Employee Wellness : What is a Workplace Wellness Program?

Workplace wellness is in the process of evolving.

Early efforts to establish healthy workplaces focused on safety at the workplace and injury prevention for workers.

More recently, programs are designed to support  staff members to choose healthier behaviors like being more physically active or stopping smoking. Campaigns to increase awareness, educational sessions to broaden knowledge, opportunities to acquire new skills, and changes to policies to make it easier for staff members to make healthy choices are frequently included. This approach is taken because the workplace is a good way to reach people, since most adult Canadians invest a big part of their day at work.

While safety and lifestyle programs are 2 aspects that contribute to the health of staff members, workplace wellness is more effective when a third factor is brought into the equation-the environment at work.

How the workplace affects health.

Increasingly, it is recognized that the workplace itself has a powerful affect on people’s health. When individuals are satisfied with their job, they are more constructive and tend to be healthier. When employees feel that the environment at work is harmful, they feel stressed. Stress has a sizable influence on employee mental and physical health, and in turn, on productiveness.

Consultant Graham Lowe has identified five components of workplace culture that directly affect employees’ health and the health of the business overall-credibility, respect, fairness, pride, and camaraderie. The underlying idea is that businesses must genuinely are concerned about the wellbeing of their employees.

Employers today who want to attract and retain great staff members have leaders who be aware of the association between employee satisfaction and employee health and believe that workplace wellness is a business plan.  Their management practices include making reasonable demands on time and energy, involving staff members in decision making, rewarding work well done, openly communicating, and offering support to balance life at home and work.

Employers know that staff members are looking for jobs that compensate well, have good benefits, are interesting, and include great health and safety programs. So in today’s competitive hiring market, it’s become more significant than ever for employers to enhance job satisfaction and ensure that staff members enjoy being on the job. Workplace wellness benefits both employers and staff members.
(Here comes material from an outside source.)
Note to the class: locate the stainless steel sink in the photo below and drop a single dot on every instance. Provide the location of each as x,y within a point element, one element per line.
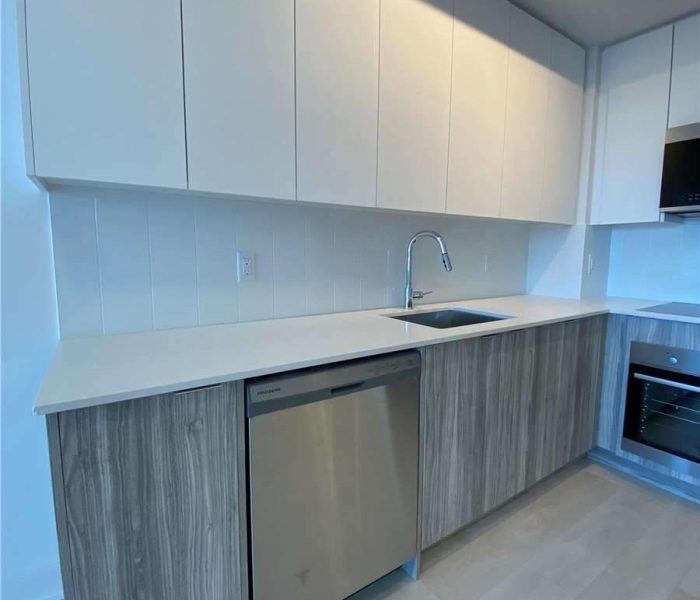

How does workplace wellness profit the business?

A workplace wellness initiative can help a corporation to:

• attract and keep staff members;
• cut the costs of disability, prescription drugs, and absenteeism;
• cut the effects of a stressful workplace;
• reduce health costs or keep them contained; and
• improve morale by planning a happy, supportive environment.

How Do Worksite Wellness Programs Benefit workers?

workers of companies that have a Employee Wellness Program are likely to have:

• increased awareness and knowledge of ways to improve their health;
• a better (less stressful) workplace;
• increased protection from injury;
• improved health and well-being;
• higher morale and greater job satisfaction;
• increased productiveness and success at work;
• reduced personal medical expenditures; and
• a more relaxed/flexible approach to health problems.

Both employers and staff members have a responsibility for planning a healthy workplace. Workers are expected to arrive at work in great health, and the company is expected to offer an environment that allows staff members to maintain great health, enjoy their work, and contribute to the company’s success.

Workplace wellness is much more than a “lunch and learn” program. It’s about beginning a “people first” approach to doing business. It’s about taking care of staff members, instituting a beneficial work environment, and paying attention to the factors that keep staff members healthy and happy at work. A great Employee Wellness Program has an effect on employees’ mental, physical, emotional, social, and spiritual well-being.